The San Diego-based group has since 2008 acted in concert with the Ugandan government in coordinating public relations campaigns to promote a military solution against the Lord’s Resistance Army (LRA), while keeping the U.S. administration informed.
* As we have noted, street vendors face all kinds of challenges in New York City. But one former street vendor discovered that running a brick-and-mortar food business can be a struggle too, DNAinfo reported:
A few years ago, when Judith Ruano still sold tacos and tamales out of a shopping cart, her biggest concerns were fending off tickets from police officers as well as threats from rival street vendors, who sometimes overturned her cart.

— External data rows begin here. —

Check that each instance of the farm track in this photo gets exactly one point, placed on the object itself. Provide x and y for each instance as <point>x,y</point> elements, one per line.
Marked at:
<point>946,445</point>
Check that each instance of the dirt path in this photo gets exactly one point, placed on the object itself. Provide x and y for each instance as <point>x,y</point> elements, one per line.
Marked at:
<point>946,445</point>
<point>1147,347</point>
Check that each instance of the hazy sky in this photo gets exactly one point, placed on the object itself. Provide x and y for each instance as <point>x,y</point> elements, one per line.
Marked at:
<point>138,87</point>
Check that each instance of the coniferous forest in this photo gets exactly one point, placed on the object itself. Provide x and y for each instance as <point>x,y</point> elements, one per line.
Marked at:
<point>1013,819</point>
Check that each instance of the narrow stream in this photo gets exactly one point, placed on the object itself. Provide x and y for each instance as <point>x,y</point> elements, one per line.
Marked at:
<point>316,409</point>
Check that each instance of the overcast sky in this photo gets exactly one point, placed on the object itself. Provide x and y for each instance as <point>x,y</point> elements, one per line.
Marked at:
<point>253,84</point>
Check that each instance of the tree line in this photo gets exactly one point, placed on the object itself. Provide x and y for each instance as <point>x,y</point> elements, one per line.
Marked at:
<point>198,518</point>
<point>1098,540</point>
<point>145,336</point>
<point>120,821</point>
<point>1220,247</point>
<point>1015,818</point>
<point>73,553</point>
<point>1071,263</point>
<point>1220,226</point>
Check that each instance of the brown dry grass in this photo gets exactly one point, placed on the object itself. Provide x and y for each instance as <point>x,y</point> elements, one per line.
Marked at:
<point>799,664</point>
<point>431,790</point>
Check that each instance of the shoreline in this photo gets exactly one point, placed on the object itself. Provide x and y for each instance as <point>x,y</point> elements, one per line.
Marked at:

Those concerns have faded since she opened her own small restaurant, Alfa Centro America, in Hunts Point in 2010 — but a host of new concerns plague her behind the counter: health codes, payroll and revenue, to name just a few.
The article chronicles Ruano’s efforts to make her business profitable, with the advice and support of several local organizations dedicated to helping small businesses succeed.
* DNAinfo also reported on Manhattan Borough President Scott Stringer’s appointment of 40 new community board members who are under 40, including a banquet cook at the Waldorf-Astoria and a 23-year-old who mentors young Mexican-American women. Stringer himself was 16 when he first joined a community board, DNAinfo noted.
Many new members own small businesses, including Wilson Tang, 33, who runs the 90-year-old Chinatown fixture, Nom Wah Tea Parlor, which has been in his family for decades.
Tang, who grew up in Chinatown, said that he first encountered the local community board when he submitted his application for a beer and wine license.
“I thought it was pretty cool that there was something like that,” he said of the panel that scrutinized his application. “That was pretty eye-opening.”
* A group of elected officials are demanding an investigation into allegations that Jewish women faculty at Brooklyn College have faced discrimination, The Jewish Daily Forward reported. In a letter to the chancellor of the City University of New York, the officials alleged that Brooklyn College’s provost, William Tramontano, discriminated in faculty hiring and promotion.
Brooklyn College spokesman Jeremy Thompson disputed the accusations against the provost.
“To suggest that anti-Semitism is pervasive on campus is untrue, and to suggest that Provost Tramontano is working against the hiring and promotion of Jews is absolutely untrue,” Thompson said.
While the elected officials’ letters did not cite by name any of the alleged victims of discrimination, an article in the New York Post on Tuesday named several Jewish academics who it said had been recommended by the school’s business department for jobs or promotions but had been rejected by the administration.
“Jews are having a problem with this provost,” said Hershy Friedman, the business department’s deputy chairman, according to the Post. “He’s making it harder and harder to bring in Jews. He doesn’t want Jews.”